Twin Flames #1. Ali & Gilli Glatt

The photographer Justin Aversano remembers the exact moment Twin Flames came into being. It was Valentine’s Day, 2017

, and he was at a group show he’d curated. Ali and Gili, twin sisters, had just walked into the gallery hall. He’d never met them before. “The idea hit me like a cosmic lightning bolt,” he says. “From that moment on, I knew I had to photograph twins. In honor of my fraternal twin.” 

In May of that year, he created Twin Flames #1, a portrait of Ali and Gili Glatt, the twins he met at the exhibition, in Central Park. Over the next fourteen months, Aversano would photograph 99 more sets of twins using Polaroid, 120mm, and 4×5 film. He traveled the world.

On Valentine’s Day, 2021, four years after he first spotted Ali and Gili, Aversano minted the Twin Flames collection as NFTs. The entire collection sold for 0.55 ETH. Things happened quickly from there. In October, the NFT for Twin Flames #83. Bahareh & Farzaneh Safarani, along with all one hundred physical prints, made history when it was auctioned through Christie’s New York. It was the first NFT to be sold in a photographs auction, realizing $1,100,000. 

Twin Flames #83. Bahareh & Farzaneh Safarani

“Twin Flames has a strong community bond that’s foundation is based on the inter-connectedness of humanity, especially when minting it onto the blockchain,” the artist tells us. As Kurt McVey, a writer, curator, artist, and friend of the photographer, explains in an essay published by Christie’s, Aversano did have opportunities over the years to sell off the Twin Flames photographs separately. But he always meant for them to stay together as a collection. The blockchain empowered him to ensure they would.

“The Christie’s auction came about thanks to the help of Noah Davis, the NFT pioneer at Christie’s, and Darius Himes, the International Head of Photography,” the artist says. “The Twin Flames complete physical set and one NFT of the book cover image were auctioned and exhibited alongside the world’s greatest photographers. Twin Flames was the highest-selling lot of the day.” 

Also included in the October auction at Christie’s were works by Diane Arbus, Robert Frank, Robert Mapplethorpe, Hiroshi Sugimoto, and other legendary photographers. Since then, the project broke more records, including those it had originally set. In November, Twin Flames #49. Alyson and Courtney Aliano sold for 871 ETH, making it the fifth most expensive photograph ever sold, following works by Andreas Gursky, Richard Prince, and Cindy Sherman and entering the ranks of some of history’s most important artists. 
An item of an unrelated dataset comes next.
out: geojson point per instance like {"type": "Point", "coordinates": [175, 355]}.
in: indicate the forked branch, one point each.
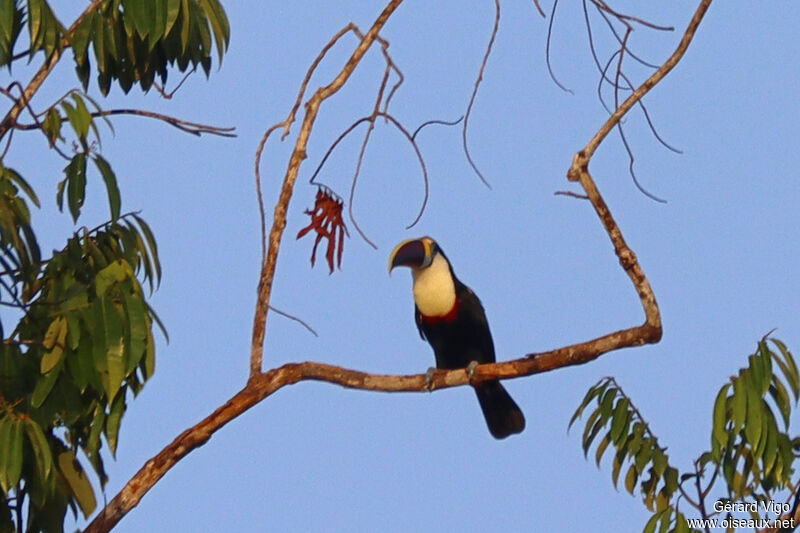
{"type": "Point", "coordinates": [263, 384]}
Funds from that 871 ETH sale went toward creating a treasury to support hundreds to thousands of photographers working in the NFT space. That seed grew into the RAW DAO, a decentralized autonomous organization devoted to photography on the blockchain. Aversano is also the co-founder of Quantum Art, a leading NFT platform with a focus on photography.*

Twins have long carried mystical power, across art, literature, and lived experience. Like photography itself, twindom feels like a kind of magic. The same could be said for the metaverse. It feels fitting, then, for Twin Flames to exist in the physical world, as film and prints, but also far beyond it, its history forever recorded as part of the blockchain–immutable and everlasting. 

Twin Flames #49. Alyson and Courtney Aliano

Twin Flames #49. Alyson and Courtney Aliano is the most meaningful photo in the project,” Aversano says now. He photographed Alyson, his former photography teacher, at her Los Angeles home, as she gazed into her mirror and closed her eyes, remembering her twin sister, Courtney, who passed away soon after delivery. “This photograph represents the totem of what the project stands for,” the photographer tells me. “Honoring the death of a beloved, through creativity.”